There has been recent research on land-use and land cover change in mining areas using RS and GIS to analyze mining impacts. For example, Orimoloye and Ololade (2020) conducted a research to assess the land use and land cover changes over time using RS and GIS in a gold mining area in South Africa using Landsat 5 data for 1984, 1994, and 2004 and Landsat 8 data for 2014 and 2019. The results showed that mining and other anthropogenic activities cause changes in some areas in land cover and land use (areas affected increased and decreased during the study period). It was concluded that RS and GIS data and analyses should be used to monitor changes over time in mining areas but on-site timely monitoring would help to accurately identify impacts.

Yenilmez et al. (2011) researched the impact of coal mining in an abandoned coal mine site in Turkey using GIS with respect to topography and surface runoff pathways. They created a DEM with ASTER imagery, and detected the spatial concentrations of pollutants in a previously active, now deserted mine area. Khalil et al. (2014) conducted a GIS-based analysis to evaluate the pollution in an abandoned mining site in Morocco. They utilized Quickbird satellite imagery and used supervised classification for the analysis of land cover, besides the discussion on geochemical, hydrochemical, hydrological, geological, and climate data. They concluded that GIS and RS techniques are efficient in the assessment of the environmental problems in previously active mine sites.

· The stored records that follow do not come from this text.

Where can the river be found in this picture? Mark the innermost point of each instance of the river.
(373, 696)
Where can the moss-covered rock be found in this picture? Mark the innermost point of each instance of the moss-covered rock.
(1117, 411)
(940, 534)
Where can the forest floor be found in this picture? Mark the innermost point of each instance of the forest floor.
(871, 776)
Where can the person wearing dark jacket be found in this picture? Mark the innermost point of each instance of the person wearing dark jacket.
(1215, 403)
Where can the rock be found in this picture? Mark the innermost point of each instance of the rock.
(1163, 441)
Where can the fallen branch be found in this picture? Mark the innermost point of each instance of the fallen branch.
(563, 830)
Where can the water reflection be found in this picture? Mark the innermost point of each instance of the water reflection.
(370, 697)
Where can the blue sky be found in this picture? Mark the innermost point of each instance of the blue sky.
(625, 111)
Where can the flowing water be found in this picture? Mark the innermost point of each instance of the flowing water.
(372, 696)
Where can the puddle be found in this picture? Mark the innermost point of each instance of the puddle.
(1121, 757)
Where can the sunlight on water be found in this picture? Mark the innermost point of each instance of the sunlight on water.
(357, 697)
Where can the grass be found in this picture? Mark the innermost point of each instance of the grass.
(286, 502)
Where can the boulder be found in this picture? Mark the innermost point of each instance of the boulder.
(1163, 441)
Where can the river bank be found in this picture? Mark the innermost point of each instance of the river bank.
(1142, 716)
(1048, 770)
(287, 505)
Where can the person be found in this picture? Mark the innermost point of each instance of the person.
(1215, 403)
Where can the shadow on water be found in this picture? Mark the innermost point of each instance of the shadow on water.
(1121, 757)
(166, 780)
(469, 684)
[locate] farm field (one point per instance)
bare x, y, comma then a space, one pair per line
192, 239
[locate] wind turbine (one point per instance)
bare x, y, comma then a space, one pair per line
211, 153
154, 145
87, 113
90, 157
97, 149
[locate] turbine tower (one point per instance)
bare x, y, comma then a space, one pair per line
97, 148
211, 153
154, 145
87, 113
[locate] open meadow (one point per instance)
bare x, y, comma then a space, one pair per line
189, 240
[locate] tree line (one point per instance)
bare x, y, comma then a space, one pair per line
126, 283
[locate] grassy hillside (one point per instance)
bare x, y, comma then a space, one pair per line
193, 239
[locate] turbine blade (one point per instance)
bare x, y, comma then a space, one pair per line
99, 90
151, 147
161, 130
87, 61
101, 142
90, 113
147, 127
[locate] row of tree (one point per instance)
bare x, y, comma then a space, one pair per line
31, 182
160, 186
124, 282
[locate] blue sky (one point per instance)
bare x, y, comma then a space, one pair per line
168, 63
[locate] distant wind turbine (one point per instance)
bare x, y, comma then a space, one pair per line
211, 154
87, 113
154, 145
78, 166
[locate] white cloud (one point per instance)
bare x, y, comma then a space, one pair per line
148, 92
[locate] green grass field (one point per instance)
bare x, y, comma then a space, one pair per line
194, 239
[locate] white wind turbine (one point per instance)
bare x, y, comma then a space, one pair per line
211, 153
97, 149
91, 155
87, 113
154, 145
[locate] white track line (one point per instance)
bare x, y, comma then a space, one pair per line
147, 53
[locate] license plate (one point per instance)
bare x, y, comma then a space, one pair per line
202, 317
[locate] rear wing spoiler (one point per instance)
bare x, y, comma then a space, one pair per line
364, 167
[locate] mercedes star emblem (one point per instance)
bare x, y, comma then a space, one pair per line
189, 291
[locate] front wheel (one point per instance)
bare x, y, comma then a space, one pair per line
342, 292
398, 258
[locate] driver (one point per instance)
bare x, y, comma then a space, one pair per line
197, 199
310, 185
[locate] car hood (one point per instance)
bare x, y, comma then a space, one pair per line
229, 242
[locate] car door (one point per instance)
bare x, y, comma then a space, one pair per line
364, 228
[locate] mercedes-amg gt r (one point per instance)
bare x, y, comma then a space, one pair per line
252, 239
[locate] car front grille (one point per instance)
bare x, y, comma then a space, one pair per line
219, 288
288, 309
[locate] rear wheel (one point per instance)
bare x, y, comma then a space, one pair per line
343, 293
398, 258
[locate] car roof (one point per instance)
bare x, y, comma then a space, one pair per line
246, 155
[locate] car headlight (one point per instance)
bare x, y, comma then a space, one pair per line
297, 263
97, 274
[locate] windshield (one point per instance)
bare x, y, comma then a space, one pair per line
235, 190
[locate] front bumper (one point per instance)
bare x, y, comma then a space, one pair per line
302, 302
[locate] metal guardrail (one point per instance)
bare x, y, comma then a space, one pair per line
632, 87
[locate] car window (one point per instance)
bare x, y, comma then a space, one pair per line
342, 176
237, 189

Akanwa et al. (2017) carried out a study focusing on the impacts of mining activities on vegetation cover in 27 selected mining areas in Ebonyi State. The study area falls within the rainforest and savannah region of Nigeria (South-eastern part). Researchers used 1-m spatial resolution Geo-Eye-1 satellite image from 2015. Results indicated that mining activities caused over 400 ha green cover loss as well as degradation in arable lands.

5 Conclusions

Two different methods have been used to determine the mine site: unsupervised classification and vegetation index (NDVI). Although NDVI analysis is a frequently used method in land cover changes, it has not yielded accurate results within the scope of the study. The working area is not covered with dense vegetation. Therefore, mining activities did not cause significant vegetation damage. For this reason, it is possible to say that NDVI analyses do not yield accurate results in areas with no dense vegetation. On the other hand, it was determined that the classification made with the unsupervised classification technique gave more accurate results within the scope of the study. The use of the supervised classification technique in land cover classification provides more detailed information than the unsupervised classification. On the other hand, supervised classification requires more intensive and more detailed study. Within the scope of this study, unsupervised classification enabled to get results faster.

The similar results were obtained for the NDVI analysis using Sentinel and Landsat satellite images between 2017 and 2020, except for the water surfaces. The differences observed other than water surfaces can be resulting from the differences in resolution and the fact that the satellite images do not belong to the same date. It has been determined that more details can be reached due to the higher spatial resolution of Sentinel satellite images.

It was determined that the studies conducted with NDVI and NDRe analyses show differences in water surfaces but overlap in other areas. In addition, in the analyses made using the Sentinel and Landsat satellites, the area with periodic positive NDVI or NDRe changes in the natural vegetation was not detected.